On Jan 23, 2014, at 4:20 PM, Amos Jeffries <[email protected]> wrote:

>> Well, let me back up a little. If there was another way to
>> authenticate securely to Squid, that would also be acceptable. As I
>> mentioned before, I don’t think I’m comfortable with Digest (certainly
>> not Basic). The only other options I see are NTLM and Negotiate, which
>> both seem to be Microsoft-specific. Am I missing anything there?
> 
> Those are the ones currently supported by Squid.
> 
> Negotiate is only sort-of MS specific. It is usually a MS wrapper protocol 
> around the Kerberos scheme. This is currently the most secure of auth schemes 
> supported explicitly by Squid.
> 
> NTLM is second best. NTLMv2 has most of the same high-security properties as 
> Kerberos (slightly less algorithms though) but is much more MS-specific and 
> violates HTTP protocol in nasty ways that block usage over the Internet / WAN.
> 
> Digest is next best. The MD5 step is simply to one-way hash a short lived 
> nonce, the password itself is never sent and the system can be configured to 
> rotate nonces fast enough that replay attacks are very difficult (but not 
> impossible).
> 
> Basic auth is ironically both the worst and the best of all of them. It is 
> just a scheme for sending two credential tokens to the service. Historically 
> is has been used to send user:password details and that is terribly bad. 

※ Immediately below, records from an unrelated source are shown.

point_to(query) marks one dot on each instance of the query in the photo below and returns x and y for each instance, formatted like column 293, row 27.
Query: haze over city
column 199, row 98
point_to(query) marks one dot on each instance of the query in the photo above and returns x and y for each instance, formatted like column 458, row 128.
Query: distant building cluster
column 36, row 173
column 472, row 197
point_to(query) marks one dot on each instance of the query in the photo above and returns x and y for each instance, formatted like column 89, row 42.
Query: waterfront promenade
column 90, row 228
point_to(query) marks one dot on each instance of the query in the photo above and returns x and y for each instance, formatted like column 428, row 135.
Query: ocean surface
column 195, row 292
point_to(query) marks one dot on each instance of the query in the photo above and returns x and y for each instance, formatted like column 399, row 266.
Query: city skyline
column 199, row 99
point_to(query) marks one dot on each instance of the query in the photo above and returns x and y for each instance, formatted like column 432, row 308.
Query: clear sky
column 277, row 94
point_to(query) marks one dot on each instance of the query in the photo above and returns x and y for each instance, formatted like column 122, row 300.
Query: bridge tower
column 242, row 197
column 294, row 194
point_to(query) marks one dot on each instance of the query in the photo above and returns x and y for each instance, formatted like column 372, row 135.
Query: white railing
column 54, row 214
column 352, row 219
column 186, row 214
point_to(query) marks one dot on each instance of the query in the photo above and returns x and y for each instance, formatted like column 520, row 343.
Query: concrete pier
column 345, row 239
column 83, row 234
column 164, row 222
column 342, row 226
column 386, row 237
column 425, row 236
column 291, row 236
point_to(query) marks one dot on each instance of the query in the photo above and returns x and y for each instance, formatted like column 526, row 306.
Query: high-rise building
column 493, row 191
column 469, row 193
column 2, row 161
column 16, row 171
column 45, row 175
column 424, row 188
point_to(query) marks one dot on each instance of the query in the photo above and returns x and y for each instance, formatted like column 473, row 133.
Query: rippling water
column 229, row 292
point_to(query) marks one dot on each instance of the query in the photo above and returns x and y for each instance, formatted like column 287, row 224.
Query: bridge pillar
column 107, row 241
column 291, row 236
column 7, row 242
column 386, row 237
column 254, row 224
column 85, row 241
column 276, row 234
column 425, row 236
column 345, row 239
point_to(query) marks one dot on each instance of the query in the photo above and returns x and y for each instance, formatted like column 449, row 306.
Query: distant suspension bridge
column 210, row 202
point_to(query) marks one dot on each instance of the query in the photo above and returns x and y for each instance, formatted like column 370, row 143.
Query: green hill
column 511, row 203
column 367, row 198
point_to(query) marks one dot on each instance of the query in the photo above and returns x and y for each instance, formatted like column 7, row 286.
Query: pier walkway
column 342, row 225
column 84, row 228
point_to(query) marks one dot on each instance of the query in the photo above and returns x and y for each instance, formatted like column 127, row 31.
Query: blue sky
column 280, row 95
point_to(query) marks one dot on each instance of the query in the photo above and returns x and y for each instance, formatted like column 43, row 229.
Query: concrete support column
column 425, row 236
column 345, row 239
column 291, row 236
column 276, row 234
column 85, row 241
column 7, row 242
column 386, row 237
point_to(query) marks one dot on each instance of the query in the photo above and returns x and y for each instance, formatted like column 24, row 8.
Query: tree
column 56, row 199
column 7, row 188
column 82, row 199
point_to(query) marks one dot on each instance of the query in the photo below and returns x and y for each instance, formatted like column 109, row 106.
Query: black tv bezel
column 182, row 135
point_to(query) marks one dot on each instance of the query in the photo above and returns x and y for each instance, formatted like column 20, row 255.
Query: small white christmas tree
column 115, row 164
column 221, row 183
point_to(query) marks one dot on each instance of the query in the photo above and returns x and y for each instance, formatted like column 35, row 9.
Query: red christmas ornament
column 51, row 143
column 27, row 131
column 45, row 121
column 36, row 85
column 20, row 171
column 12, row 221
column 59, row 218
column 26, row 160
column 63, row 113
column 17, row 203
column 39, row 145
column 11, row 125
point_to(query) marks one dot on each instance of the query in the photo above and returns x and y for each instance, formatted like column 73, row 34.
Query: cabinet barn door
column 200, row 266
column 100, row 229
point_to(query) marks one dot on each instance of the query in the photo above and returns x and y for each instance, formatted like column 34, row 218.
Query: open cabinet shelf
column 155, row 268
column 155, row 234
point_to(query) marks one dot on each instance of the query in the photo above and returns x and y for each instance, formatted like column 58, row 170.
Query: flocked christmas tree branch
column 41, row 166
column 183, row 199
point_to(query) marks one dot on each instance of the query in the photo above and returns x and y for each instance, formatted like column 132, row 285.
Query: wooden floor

> However, provided you can configure both the sender and receiver to agree on 
> algorithms out-of-band (the HTTP scheme provides no way to do so) you can 
> send any type of secured one-use token in the "password" field. You just need 
> the client to be able to generate them and a Squid Basic auth helper to 
> verify and accept/reject. Properly done this can be far more secure than even 
> Negotiate.

Very interesting idea. I will have to think about that.